While the evidence has become scientifically more rigorous in recent decades, the insight itself is not only quite old but also directly related to our own region. Almost everyone is aware of the infamous 1835 Minute on Education by which Macaulay is said to have favored the use of English as the medium of instruction in British India. Very few know of the evaluation of that policy by George Curzon who became the Viceroy in 1898: “Ever since the cold breath of Macaulay’s rhetoric passed over the field of Indian languages and textbooks, the elementary education of the people in their own tongue has shriveled and pined.”

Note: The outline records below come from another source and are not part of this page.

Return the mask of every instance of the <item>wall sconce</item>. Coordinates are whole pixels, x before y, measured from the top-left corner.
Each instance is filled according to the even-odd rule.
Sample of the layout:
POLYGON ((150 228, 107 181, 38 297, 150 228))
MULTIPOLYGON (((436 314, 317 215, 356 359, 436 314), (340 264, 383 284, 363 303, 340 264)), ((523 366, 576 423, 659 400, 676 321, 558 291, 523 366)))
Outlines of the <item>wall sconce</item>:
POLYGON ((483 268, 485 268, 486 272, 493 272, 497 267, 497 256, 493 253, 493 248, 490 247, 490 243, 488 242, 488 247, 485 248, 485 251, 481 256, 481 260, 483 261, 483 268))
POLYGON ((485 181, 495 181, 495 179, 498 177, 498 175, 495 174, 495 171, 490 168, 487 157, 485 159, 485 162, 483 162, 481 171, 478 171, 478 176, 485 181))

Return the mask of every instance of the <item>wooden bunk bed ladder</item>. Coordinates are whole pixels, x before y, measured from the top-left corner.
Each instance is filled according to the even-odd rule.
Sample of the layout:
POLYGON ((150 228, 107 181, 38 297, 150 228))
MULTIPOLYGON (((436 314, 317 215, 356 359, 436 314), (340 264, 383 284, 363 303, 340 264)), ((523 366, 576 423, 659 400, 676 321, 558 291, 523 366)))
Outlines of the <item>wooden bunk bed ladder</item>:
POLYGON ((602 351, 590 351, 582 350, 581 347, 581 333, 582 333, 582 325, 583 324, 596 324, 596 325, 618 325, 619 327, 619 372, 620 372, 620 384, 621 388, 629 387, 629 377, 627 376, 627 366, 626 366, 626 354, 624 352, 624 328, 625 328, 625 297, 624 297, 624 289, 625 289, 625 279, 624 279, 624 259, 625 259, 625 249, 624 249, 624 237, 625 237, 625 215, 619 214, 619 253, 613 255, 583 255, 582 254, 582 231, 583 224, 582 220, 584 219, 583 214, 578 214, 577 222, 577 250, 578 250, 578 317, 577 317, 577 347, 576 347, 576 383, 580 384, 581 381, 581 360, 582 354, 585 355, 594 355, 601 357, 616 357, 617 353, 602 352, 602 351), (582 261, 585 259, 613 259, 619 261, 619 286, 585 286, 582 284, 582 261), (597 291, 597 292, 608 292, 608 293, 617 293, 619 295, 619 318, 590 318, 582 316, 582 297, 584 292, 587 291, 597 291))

Note the observation from the 1904 resolution that followed on the education policy in India:
It is true that the commercial value which a knowledge of English commands, and the fact that the final examinations of the high schools are conducted in English, cause the secondary schools to be subjected to a certain pressure to introduce prematurely both the teaching of English and its use as a medium of instruction … This tendency however should be corrected in the interest of sound education. As a general rule a child should not be allowed to learn English as a language until he has made some progress in the primary stages of instruction and has received a thorough grounding in his mother-tongue.
Over a century later, a 2010 British Council report on education in Pakistan offered the following major recommendation:
Early years education must be provided in a child’s home language. The dangers of not doing so include high dropout levels (especially among girls), poor educational achievement, poor acquisition of foreign languages (such as English), the long term decline and death of indigenous languages, and ethnic marginalisation leading to the growth of resentment among ethnic minorities. Pakistan is considered to be one of the countries most exposed to these risks.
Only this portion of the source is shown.